Utah’s Real Estate Market and Corona-virus

Our Company Outlook and Expectations Related to Current Financial Turbulence

We want all our clients – current, past, and future – to be aware of our planning and expectations as we have begun what we expect could be a lasting turbulent time as fall out from Corona Virus concerns.  This is not a “sky is falling” expression for our business or personal outlooks, however, we feel it’s important to be aware and have a plan.

I will not pretend to have accurate facts or present opinions on Corona Virus or Covid-19.  I will however share my outlook and opinion on the economic concerns that have begun, and I believe we will see lasting effects, in particular how I believe it pertains to Residential Real Estate.

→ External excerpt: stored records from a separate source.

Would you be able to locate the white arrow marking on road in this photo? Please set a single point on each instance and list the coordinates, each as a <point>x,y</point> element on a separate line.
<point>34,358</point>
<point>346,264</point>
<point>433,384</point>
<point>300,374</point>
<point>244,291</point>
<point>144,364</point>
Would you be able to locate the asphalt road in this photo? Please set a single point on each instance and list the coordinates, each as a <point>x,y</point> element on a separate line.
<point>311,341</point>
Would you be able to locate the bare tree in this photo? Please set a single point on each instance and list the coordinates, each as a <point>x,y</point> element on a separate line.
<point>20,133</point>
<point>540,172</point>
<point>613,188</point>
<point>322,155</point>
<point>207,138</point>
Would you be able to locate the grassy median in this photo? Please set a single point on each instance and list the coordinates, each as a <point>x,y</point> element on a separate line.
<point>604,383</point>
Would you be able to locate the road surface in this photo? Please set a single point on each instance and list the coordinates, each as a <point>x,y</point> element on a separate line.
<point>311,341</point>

For some background, my father practiced real estate as a broker, investor, appraiser, and manager starting in the 70’s and through my growing up years, and I learned a lot.  I have been licensed in Real Estate in Utah, and extremely active across many sectors since 2003.  I am a large investor in residential real estate, our company manages many millions of dollars’ worth of real estate for clients, and our companies participate in hundreds of rental and sales transactions per year.  This business is mostly all in Utah, however minimally in other western states, and I have spent time with clients in over 30 states over the years analyzing and consulting on real estate investing.  That is to say, I have seen the market though a few ups, and a few downs, and many angles in between.  Most notably of course the downturn which began in the 3rd quarter of 2008 when median home prices declined year over year until 2011.  The only other time that has happened since statistics can be reliably tracked was 1 year in the 80’s.  To be very clear, I don’t expect we are on the brink of a slide like 2008-2011.

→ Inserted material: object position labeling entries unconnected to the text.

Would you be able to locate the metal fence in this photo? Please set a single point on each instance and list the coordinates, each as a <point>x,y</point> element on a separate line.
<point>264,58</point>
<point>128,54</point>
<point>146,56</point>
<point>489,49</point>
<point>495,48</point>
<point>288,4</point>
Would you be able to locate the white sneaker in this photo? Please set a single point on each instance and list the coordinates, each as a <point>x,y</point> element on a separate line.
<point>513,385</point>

Here are my two biggest takeaways having gone through that firsthand and having taken it on the chops in some aspects.  1st – those who were in a sound financial situation as it pertained to their real estate going in – came out even better.  2nd – Rents never saw a year over year decrease even though values saw four straight years of median price decreases.  My personal rental portfolio saw increases throughout that four-year economic slide, in addition to the other tax and financial benefits of real estate ownership.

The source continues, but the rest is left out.